Я хотела попробовать доверять и одновременно звала на помощь весь мир, я кричала, но меня никто не слышал из-за непроницаемой стены, которую я сама себе возвела. Но полностью изолироваться от мира не получалось. Иногда воображаемая высокая стена взрывалась. Такое происходило редко, но все-таки бывало. Оставаясь на какое-то время без этой стены, я словно появлялась голой в людном месте: по моему лицу было отчетливо видно, в каком настроении я нахожусь. Иногда я даже завидовала неодушевленным предметам – карандашам и кистям – из-за того, что они такие бесчувственные и никто не может причинить им страдания.
Я посмотрела в разбитое зеркало туалета и увидела красное воспаленное лицо, и без того ужасное, покрытое прыщами. В уголках глаз остались белые пятна, судя по всему, от грязи. Я снова умылась и посмотрела в зеркало в надежде на то, что там окажется другой человек. Но нет, все та же чумазая физиономия. Мыло в пластмассовой мыльнице размокло и стало размазней, потому что туда кто-то налил воды. Я была похожа на это мыло, такая же аморфная и бесформенная, и каждый мог бы взять меня в руки и слепить все, что вздумается. Но придет время, и этому настанет конец.
Салфеток и туалетной бумаги как всегда не было, поэтому пришлось вырывать листы из тетради, чтобы высморкаться. Скамейки тоже не было предусмотрено, поэтому я уселась на холодный бетонный пол и уткнулась лицом в колени. Послышались шаги.

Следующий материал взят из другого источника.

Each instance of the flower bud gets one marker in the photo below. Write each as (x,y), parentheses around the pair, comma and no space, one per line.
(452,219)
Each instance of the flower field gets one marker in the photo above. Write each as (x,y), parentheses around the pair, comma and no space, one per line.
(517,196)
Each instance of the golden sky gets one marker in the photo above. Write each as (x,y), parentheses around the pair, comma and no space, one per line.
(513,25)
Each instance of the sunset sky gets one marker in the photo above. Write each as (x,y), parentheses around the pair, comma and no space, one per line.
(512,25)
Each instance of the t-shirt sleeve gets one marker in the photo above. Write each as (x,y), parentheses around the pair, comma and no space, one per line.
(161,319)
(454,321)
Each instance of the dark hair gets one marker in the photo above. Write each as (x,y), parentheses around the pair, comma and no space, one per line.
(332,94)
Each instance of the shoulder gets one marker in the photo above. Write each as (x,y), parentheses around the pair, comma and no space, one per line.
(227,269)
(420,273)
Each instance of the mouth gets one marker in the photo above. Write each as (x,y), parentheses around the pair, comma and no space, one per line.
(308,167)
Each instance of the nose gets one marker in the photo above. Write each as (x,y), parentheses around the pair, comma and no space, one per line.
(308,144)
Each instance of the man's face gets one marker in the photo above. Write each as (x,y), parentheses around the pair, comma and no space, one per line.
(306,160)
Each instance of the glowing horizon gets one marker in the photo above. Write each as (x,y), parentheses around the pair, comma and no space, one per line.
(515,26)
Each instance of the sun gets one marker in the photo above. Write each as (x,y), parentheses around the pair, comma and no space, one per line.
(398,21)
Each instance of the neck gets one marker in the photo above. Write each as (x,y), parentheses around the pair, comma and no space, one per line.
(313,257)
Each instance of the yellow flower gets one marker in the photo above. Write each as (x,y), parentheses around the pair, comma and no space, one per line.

– Что здесь происходит? – скрипнула открывающаяся дверь, и раздался строгий мужской голос. – Марина? – удивленно спросил кто-то. – Что произошло?
В дверях стоял Максим Александрович, наш учитель музыки. Он носил коричневую жилетку поверх белой хлопчатобумажной рубашки с закатанными по локоть рукавами и темно-оливковые брюки. Высокий, стройный, с длинными волосами, с правильными чертами лица – я бы и сейчас назвала его не просто ухоженным, а именно красивым. Спустя годы он изменился в худшую сторону. Его волосы были настолько длинными, что, как только учитель опускал голову, его челка падала на лоб и скрывала глаза. Обычно он поправлял эти волосы, но, как только они отросли до нужной длины, начал собирать их в хвост. Очки в квадратной золотистой оправе подчеркивали его жесткие черты лица.
Этот человек в нашей школе работал недавно. Вообще учителя музыки здесь постоянно менялись и надолго не задерживались: то к нам приходили студенты-практиканты, то новые учителя, которые, не проработав и месяца, увольнялись. Представители местного педагогического состава жаловались, что музыку, как отдельную образовательную дисциплину, никто не воспринимал всерьез, поэтому ее часто заменяли другими предметами, такими как физкультура или изобразительное искусство.
Учитель попросил меня выйти из туалета и стал расспрашивать о том, что произошло. Я рассказала правду. Он поинтересовался, началось ли у меня занятие.